Die Sicherheitspolitische Kommission des Ständerates (SiK-S) beantragt mit 6 zu 5 Stimmen und ohne Enthaltungen, der parlamentarischen Initiative der Freisinnig-demokratischen Fraktion des Nationalrats (06.405n, 1. Phase) keine Folge zu geben. Die Initiative verlangt, dass das Bundesgesetz über die Armee und die Militärverwaltung so zu ändern sei, dass der maximale Anteil der Durchdiener auf 30 Prozent eines Rekrutenjahrganges erhöht werden kann; heute beträgt dieser Anteil 15 Prozent. In der aktuellen ersten Phase der Behandlung dieser Initiative hatte die SiK-S lediglich zu entscheiden, ob sie für diesen Bereich gesetzgeberischen Handlungsbedarf sieht und ob sie dabei den Weg der parlamentarischen Initiative als zweckmässige Lösung beurteilt. Eine knappe Mehrheit der Kommission verneinte dies. Insbesondere sprach sich die Kommission auch dagegen aus, die Initiative mit der sich zur Zeit in Behandlung befindenden Änderung der Armeeorganisation (06.050n) zu verquicken.
Die Sicherheitspolitische Kommission des Nationalrates (SiK-N) hatte im vergangenen November mit grosser Mehrheit (18 zu 4 Stimmen bei 3 Enthaltungen) beschlossen, der Initiative Folge zu geben. Die Kommissionsmehrheit der SiK-N hatte dabei die Meinung geäussert, dass die heutige Obergrenze der Armee zu wenig Spielraum für die Erfüllung der sicherheitspolitischen Aufgaben lasse. Das Geschäft geht nun zurück an die SiK-N bzw. an den Nationalrat.

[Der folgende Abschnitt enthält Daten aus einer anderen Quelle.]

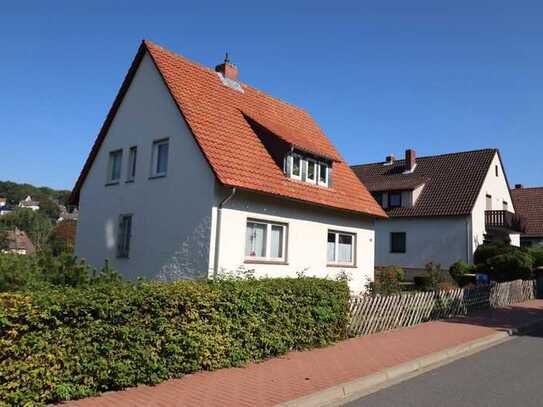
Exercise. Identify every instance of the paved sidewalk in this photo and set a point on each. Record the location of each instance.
(298, 374)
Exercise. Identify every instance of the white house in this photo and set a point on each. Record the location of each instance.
(29, 203)
(195, 173)
(440, 208)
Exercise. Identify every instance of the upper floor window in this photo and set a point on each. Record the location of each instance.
(394, 200)
(265, 241)
(132, 157)
(114, 166)
(159, 165)
(307, 169)
(340, 248)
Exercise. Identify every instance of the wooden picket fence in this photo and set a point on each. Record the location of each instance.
(371, 314)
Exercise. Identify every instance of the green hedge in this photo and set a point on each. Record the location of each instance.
(60, 344)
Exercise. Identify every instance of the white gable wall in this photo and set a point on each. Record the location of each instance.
(495, 186)
(171, 215)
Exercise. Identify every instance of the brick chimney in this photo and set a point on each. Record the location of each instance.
(228, 70)
(410, 160)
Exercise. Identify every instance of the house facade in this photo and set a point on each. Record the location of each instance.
(441, 208)
(195, 173)
(529, 204)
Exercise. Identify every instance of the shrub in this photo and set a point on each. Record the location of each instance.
(387, 281)
(459, 269)
(68, 343)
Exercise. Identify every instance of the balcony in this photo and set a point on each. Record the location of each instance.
(504, 221)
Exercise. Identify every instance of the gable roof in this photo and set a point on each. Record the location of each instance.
(452, 182)
(217, 116)
(528, 203)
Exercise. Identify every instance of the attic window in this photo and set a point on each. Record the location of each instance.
(308, 169)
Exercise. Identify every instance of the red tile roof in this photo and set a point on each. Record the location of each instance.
(216, 115)
(528, 202)
(452, 182)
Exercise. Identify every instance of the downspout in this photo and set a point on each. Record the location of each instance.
(218, 232)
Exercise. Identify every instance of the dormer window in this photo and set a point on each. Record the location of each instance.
(307, 169)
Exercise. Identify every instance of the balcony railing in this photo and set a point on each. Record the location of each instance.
(505, 221)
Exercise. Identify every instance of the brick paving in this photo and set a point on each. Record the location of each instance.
(298, 374)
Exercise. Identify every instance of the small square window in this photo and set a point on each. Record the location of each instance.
(397, 242)
(160, 158)
(265, 241)
(394, 199)
(340, 248)
(124, 235)
(115, 165)
(132, 158)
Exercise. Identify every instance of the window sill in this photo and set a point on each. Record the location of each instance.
(339, 265)
(264, 261)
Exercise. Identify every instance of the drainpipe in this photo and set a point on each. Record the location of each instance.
(218, 232)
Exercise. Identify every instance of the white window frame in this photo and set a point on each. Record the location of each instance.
(113, 153)
(154, 158)
(291, 158)
(267, 257)
(132, 163)
(335, 262)
(323, 165)
(315, 173)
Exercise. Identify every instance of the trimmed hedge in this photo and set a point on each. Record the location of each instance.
(60, 344)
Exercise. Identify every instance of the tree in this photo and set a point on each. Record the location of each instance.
(36, 225)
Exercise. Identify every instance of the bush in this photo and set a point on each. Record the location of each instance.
(59, 344)
(387, 281)
(458, 271)
(504, 262)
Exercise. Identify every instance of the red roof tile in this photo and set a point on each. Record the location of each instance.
(452, 182)
(528, 202)
(216, 115)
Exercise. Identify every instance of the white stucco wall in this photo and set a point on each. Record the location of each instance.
(441, 240)
(307, 237)
(495, 186)
(171, 215)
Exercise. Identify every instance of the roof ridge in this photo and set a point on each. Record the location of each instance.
(432, 156)
(197, 64)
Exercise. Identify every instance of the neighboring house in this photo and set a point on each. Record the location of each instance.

Des weiteren hat die SiK-S die Änderung der Armeeorganisation (06.050n) noch nicht zu Ende beraten. Sie wird ihre Entscheidungen zu diesem Geschäft an ihrer Sitzung vom 20. Februar 2007 fällen und gleichentags kommunizieren.
Die Kommission hat am 25. und 26. Januar 2007 unter dem Vorsitz von Ständerat Hermann Bürgi (SVP, TG) und teilweise im Beisein von Bundesrat Samuel Schmid, Chef VBS, in Bern getagt.